Suggestions for new mothers:
- Restart perineal exercises after childbirth, even if there was tearing and stitches;
- No traditional abdominal exercises, such as sit-ups. Recommendations call for stabilisation and posture exercises, on a yoga ball, which is more conclusively beneficial for new mothers;
- No impact activities before 6 months, and sometimes longer for some women depending on their symptoms caused by more significant weakening. If you want to start earlier, you should have your capacities and strength checked before…and if you were active during pregnancy, you may get a pleasant surprise!

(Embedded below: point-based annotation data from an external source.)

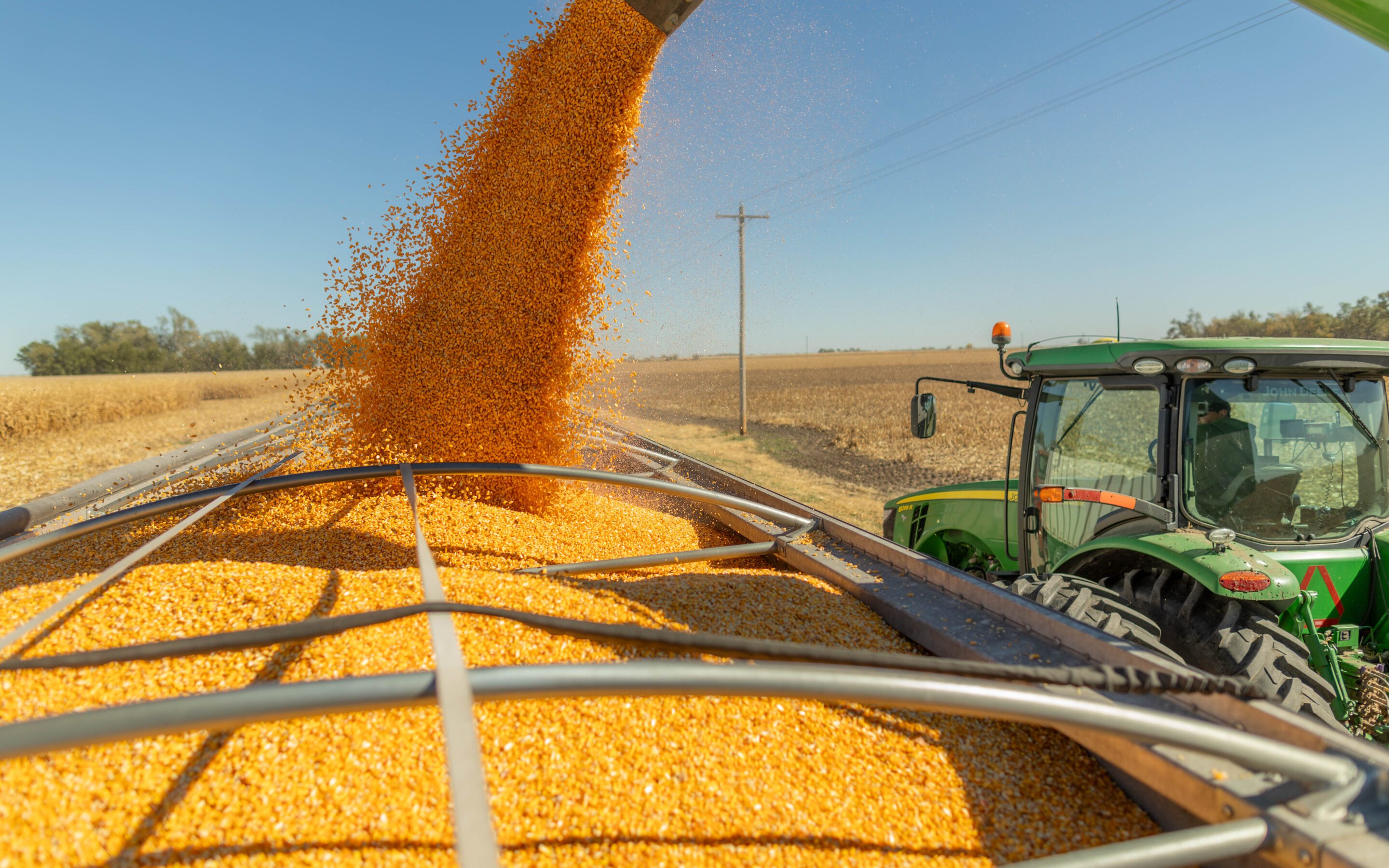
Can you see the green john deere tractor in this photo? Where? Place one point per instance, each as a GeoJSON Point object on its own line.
{"type": "Point", "coordinates": [1224, 502]}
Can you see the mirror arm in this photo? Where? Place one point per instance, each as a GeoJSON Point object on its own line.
{"type": "Point", "coordinates": [1003, 368]}
{"type": "Point", "coordinates": [1016, 392]}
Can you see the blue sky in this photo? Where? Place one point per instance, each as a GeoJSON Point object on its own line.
{"type": "Point", "coordinates": [204, 157]}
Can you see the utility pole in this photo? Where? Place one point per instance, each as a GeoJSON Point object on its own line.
{"type": "Point", "coordinates": [742, 217]}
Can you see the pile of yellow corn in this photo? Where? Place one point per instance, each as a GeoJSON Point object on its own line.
{"type": "Point", "coordinates": [596, 781]}
{"type": "Point", "coordinates": [464, 330]}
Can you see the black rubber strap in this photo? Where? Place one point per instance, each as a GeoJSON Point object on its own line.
{"type": "Point", "coordinates": [1115, 679]}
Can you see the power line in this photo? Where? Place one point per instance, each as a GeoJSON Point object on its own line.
{"type": "Point", "coordinates": [1105, 84]}
{"type": "Point", "coordinates": [1132, 24]}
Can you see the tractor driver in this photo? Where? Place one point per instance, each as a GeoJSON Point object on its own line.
{"type": "Point", "coordinates": [1223, 456]}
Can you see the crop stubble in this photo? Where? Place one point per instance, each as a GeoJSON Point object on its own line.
{"type": "Point", "coordinates": [59, 431]}
{"type": "Point", "coordinates": [855, 402]}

- Avoid constipation. Make sure you push as little as possible, and increase your consumption of fibres and liquids, especially if you are breastfeeding;
- Consult a physiotherapist specialising in perineal rehabilitation if you have urine incontinence symptoms, pain during sex or bumps in the vaginal area (these can be signs of organ descent) or if you have difficulty contracting. You should also consult if you have a painful scar, fecal incontinence or problems withholding gas, if forceps were used during delivery, if you pushed during childbirth for more than 90 minutes or less than 30 if there was 2nd degree or higher tearing. You should no longer have symptoms after 2-3 months following delivery. Prevention is the best option during pregnancy and after childbirth, so talk to your doctor!
Emotional aspect:
The symptoms you have when pregnant or after childbirth are widespread, but unfortunately, people often hesitate about talking to their doctor, nurse or other people about them. There are solutions out there, and perineal physiotherapy can help and guide you towards optimal recovery.
The consequences of living with this problem are enormous. These types of issues (organ descent, sexual pain, vaginal loosening and fecal incontinence) affect many aspects of a woman’s life. Self-esteem, participation in sexual, sport or social activities can often be affected. But you aren’t alone. Talk about it, as you can get help!
We hope this information can guide you towards wellbeing, and help prevent complications associated with urine incontinence.